Last May I grabbed a few kids and asked them to stick around after school. We sat down in my classroom and I began talking with them. I started by asking them to retell a story we had told during the school year. But my ulterior motive was to get them away from any rehearsed language. I wanted to see how they would respond to spontaneous tangents in conversation. I wanted to see if their commnicative competence was where I really thought it was. Would they be able to follow if I took them off the path of the practiced story? Would they be able to spontaneously respond if suddenly I asked them to talk about other things? themselves? And would they then be able to pick up the strand of the story we had been talking about and continue it?
What occurred was a really great story retell, Oprah style, wherein I paused and asked personal questions of the students. Their answers surprised me. Their creativity surprised me. They co-created an entirely different version of the class story that none of us expected.
I’ve seen video of level one kids in classes that respond to a teacher prompt with a list of words or short memorized phrases. But, true back and forth interpersonal communication like this is not something I’ve seen in any other level 1 video I’ve seen. And, before beginning to explore TCI my level 1 students would NEVER have been able to do this in Spanish. In 2005 I would have thought this video showed level 2 or 3 students. Maybe I’m crazy. Maybe this is actually normal. Maybe novices can and should be able to sustain conversation for 13 minutes. Maybe my kids are performing below levels that other folks are achieving with normal novices. Let me know in the comments section.
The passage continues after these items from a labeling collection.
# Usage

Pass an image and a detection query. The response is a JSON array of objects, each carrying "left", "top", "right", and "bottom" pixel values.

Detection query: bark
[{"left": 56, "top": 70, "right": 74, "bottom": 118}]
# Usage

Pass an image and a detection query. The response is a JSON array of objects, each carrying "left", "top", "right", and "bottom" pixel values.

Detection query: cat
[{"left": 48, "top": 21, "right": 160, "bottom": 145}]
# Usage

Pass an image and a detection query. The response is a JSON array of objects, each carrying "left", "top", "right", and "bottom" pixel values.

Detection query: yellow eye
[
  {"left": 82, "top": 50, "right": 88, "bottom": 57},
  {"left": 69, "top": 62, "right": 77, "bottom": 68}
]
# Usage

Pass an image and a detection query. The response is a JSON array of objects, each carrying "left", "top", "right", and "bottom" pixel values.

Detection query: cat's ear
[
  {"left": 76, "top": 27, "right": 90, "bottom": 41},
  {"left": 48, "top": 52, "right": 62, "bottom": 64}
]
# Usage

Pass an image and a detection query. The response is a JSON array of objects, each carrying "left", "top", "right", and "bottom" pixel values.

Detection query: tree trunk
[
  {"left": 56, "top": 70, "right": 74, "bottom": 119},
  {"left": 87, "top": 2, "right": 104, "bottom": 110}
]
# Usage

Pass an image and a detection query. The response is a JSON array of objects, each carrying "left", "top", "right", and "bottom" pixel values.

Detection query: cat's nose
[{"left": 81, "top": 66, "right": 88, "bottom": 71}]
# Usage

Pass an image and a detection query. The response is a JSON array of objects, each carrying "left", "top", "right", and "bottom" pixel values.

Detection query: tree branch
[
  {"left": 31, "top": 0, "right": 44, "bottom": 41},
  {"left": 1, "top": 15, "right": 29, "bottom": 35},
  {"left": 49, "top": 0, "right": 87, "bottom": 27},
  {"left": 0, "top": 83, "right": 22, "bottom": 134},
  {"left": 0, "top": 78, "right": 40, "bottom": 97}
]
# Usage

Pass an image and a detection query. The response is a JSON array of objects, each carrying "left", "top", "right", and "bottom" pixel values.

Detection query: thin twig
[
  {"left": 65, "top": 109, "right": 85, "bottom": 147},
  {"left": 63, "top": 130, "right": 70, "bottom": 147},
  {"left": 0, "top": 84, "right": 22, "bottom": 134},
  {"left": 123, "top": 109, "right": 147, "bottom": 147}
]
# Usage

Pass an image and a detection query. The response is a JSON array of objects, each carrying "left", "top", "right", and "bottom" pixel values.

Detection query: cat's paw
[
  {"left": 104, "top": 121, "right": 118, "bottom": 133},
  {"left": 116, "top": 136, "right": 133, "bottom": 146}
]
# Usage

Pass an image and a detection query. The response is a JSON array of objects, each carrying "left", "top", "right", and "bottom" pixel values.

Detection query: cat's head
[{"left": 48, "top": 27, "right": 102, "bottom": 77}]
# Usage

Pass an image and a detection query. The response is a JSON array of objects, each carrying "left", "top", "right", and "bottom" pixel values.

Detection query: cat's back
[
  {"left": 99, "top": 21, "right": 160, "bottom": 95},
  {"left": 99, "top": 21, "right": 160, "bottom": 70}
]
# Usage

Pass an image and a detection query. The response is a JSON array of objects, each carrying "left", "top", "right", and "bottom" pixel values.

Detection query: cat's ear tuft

Personally, when I think about what my goals are for my students, this communicative competence is really tops on my list. Imagine a kid who can engage so calmly and confidently studying 4 or 5 years this way. By that time, this student really will be able to engage in sheltered content that is meaningful at a high level. And then, after high school, they’ll be well prepared to engage in Spanish in any context and empowered to continue to learn the specific vocab necessary for that context, whether it be college or the auto-repair shop down the road.